Accurate and reliable prediction of combustion emissions is essential for combustion optimization adjustment. Existing data-driven approaches are limited by insufficient labeled data and low robustness, resulting in low prediction accuracy. To address these limitations, a semi-supervised learning model consisting of adversarial denoising autoencoder and Gaussian process regression is proposed for combustion emissions prediction. The unsupervised adversarial denoising autoencoder is applied for feature extraction of the flame image, and the supervised Gaussian process regression is utilized for feature recognition to estimate the CO2 and NOx emissions concentrations. Especially, a structural similarity-based loss function is developed to improve the adversarial denoising autoencoder training efficiency. During the experiments, the heavy-oil flame images under variable operation conditions are captured to verify the performance of the semi-supervised learning model. Results indicate that the model provides accurate emissions prediction with a prediction time of 61.38 ms/f (milliseconds per frame), where the prediction accuracy for the CO2 and NOx emissions are R2=0.97 and R2=0.98, respectively.

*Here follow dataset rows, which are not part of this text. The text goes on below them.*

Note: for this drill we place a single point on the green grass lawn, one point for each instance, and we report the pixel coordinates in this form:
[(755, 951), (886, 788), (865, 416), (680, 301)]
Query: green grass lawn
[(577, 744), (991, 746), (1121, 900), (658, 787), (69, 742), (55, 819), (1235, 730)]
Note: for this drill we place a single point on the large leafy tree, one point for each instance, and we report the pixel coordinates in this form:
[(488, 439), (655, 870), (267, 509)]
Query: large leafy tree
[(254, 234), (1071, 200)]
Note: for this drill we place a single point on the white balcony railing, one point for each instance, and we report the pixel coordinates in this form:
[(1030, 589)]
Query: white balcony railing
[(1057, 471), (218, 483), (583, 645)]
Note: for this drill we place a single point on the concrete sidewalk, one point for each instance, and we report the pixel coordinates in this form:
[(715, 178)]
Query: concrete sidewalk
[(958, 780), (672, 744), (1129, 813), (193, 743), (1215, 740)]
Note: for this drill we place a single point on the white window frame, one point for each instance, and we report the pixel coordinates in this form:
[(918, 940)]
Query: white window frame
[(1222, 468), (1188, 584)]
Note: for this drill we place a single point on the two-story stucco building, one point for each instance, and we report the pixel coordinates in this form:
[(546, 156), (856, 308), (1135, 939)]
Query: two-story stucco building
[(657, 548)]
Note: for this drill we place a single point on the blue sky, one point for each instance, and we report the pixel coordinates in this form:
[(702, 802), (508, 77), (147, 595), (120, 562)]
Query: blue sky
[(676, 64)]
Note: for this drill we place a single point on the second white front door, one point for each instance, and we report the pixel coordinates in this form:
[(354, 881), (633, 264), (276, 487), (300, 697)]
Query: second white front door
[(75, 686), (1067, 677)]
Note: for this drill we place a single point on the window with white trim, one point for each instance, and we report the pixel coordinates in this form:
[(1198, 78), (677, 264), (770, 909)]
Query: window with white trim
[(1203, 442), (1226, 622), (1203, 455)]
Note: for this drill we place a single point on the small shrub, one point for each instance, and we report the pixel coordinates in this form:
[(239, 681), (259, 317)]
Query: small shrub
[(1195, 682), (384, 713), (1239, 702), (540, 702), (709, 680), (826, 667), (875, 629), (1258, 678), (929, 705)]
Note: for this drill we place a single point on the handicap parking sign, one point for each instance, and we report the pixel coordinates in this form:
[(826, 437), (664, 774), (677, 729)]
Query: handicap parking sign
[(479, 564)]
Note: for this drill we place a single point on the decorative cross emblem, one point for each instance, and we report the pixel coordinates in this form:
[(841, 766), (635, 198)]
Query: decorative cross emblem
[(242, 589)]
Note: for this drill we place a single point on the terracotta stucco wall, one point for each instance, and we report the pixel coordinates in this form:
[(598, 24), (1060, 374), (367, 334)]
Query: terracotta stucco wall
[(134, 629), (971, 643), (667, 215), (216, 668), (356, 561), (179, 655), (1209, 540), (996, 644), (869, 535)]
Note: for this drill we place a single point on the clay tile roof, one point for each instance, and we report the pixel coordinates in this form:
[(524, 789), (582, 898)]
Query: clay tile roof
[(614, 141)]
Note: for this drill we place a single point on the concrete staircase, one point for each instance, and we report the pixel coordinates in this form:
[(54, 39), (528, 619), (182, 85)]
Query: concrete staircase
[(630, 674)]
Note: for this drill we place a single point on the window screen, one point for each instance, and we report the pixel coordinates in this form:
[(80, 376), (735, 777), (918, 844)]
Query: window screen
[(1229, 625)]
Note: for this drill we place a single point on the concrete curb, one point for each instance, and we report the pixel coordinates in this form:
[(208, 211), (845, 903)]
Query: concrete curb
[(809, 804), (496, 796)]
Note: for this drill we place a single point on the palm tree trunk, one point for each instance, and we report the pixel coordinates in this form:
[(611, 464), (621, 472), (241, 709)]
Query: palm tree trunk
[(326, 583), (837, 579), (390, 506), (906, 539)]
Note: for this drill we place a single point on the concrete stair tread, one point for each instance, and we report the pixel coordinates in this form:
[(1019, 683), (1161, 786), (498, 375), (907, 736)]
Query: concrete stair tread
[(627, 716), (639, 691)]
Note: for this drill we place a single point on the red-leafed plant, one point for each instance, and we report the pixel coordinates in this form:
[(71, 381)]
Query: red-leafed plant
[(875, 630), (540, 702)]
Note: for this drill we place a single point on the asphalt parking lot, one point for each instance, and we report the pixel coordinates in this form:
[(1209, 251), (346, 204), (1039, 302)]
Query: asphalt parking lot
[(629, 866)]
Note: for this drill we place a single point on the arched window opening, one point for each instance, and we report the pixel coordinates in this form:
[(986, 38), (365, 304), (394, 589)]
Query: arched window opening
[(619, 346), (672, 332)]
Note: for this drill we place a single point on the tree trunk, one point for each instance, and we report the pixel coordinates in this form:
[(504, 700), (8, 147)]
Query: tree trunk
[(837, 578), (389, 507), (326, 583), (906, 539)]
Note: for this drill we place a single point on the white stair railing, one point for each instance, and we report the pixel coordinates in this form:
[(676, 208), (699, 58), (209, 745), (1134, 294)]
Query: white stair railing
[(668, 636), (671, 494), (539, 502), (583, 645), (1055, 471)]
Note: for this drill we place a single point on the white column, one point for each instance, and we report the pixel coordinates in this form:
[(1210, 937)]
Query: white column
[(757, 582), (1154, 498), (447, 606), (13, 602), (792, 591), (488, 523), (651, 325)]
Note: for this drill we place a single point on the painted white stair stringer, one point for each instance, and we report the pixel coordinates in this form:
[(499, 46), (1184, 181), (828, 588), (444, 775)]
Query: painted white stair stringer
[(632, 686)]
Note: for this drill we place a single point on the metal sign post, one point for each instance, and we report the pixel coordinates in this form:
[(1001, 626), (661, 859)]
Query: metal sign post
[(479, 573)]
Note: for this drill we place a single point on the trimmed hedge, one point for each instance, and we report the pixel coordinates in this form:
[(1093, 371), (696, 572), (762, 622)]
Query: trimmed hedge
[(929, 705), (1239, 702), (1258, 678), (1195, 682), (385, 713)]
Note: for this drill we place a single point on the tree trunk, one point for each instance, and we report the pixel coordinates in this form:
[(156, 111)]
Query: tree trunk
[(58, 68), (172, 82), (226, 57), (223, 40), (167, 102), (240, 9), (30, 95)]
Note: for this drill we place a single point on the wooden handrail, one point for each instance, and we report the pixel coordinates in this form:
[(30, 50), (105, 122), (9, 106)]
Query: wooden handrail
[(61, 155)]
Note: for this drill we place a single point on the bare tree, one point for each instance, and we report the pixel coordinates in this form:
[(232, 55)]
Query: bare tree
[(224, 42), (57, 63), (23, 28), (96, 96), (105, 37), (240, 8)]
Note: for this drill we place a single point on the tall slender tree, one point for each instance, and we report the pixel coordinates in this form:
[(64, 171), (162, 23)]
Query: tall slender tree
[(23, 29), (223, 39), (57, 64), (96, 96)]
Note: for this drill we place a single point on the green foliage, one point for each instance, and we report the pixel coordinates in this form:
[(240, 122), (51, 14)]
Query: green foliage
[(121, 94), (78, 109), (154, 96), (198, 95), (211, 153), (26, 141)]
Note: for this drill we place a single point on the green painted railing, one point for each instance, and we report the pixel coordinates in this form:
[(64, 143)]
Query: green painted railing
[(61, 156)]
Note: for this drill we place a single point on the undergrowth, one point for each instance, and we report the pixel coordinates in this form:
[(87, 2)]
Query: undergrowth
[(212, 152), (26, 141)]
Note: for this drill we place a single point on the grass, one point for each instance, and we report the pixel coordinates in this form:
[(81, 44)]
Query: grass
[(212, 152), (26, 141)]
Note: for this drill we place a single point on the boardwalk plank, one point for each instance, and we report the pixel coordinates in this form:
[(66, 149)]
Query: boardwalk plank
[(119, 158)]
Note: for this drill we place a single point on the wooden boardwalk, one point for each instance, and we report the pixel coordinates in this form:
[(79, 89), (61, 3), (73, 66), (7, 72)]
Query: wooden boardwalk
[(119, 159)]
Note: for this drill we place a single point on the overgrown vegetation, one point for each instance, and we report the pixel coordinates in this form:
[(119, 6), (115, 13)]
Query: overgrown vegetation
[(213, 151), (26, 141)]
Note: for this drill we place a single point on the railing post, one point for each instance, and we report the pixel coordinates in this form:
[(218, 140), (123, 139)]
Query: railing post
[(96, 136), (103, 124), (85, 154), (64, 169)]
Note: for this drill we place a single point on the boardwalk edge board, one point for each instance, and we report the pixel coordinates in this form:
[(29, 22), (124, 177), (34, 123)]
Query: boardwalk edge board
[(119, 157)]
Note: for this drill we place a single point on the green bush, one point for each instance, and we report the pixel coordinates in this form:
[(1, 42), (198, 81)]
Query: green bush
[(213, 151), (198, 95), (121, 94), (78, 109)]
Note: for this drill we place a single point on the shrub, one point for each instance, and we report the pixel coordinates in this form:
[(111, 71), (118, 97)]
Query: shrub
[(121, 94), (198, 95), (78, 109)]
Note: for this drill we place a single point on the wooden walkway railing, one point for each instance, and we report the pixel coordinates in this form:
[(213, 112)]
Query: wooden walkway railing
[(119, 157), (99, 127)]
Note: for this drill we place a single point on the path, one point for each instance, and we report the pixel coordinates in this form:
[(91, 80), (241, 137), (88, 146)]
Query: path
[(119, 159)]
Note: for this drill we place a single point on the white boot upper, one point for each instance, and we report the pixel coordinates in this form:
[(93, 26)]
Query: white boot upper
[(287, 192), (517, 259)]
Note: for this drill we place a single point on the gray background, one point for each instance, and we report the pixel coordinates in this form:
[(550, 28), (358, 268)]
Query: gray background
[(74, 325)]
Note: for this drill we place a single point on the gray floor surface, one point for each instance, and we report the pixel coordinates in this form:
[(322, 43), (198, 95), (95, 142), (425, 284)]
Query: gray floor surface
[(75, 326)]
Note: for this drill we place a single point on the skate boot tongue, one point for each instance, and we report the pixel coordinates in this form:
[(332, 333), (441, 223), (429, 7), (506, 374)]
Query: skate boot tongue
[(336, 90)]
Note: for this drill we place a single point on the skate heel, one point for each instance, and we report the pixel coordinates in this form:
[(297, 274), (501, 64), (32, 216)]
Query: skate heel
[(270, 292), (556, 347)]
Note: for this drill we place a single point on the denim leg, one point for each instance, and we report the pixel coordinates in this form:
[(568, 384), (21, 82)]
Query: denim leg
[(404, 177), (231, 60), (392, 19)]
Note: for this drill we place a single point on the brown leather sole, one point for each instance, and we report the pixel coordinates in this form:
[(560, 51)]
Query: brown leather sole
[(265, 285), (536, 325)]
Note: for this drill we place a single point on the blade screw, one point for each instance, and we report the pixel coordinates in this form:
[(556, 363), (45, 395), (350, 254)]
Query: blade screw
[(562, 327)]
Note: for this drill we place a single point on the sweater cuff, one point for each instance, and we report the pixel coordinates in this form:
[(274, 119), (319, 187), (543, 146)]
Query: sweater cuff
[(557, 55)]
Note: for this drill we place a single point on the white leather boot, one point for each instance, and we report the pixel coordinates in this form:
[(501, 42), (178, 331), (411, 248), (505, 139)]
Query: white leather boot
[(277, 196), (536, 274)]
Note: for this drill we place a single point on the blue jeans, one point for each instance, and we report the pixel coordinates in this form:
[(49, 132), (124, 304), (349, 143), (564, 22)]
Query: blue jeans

The confidence intervals generated by the model cover the actual observations and confirm the reliability of the predictions.

Suggested Citation

  • Han, Zhezhe & Tang, Xiaoyu & Xie, Yue & Liang, Ruiyu & Bao, Yongqiang, 2024. "Prediction of heavy-oil combustion emissions with a semi-supervised learning model considering variable operation conditions," Energy, Elsevier, vol. 288(C).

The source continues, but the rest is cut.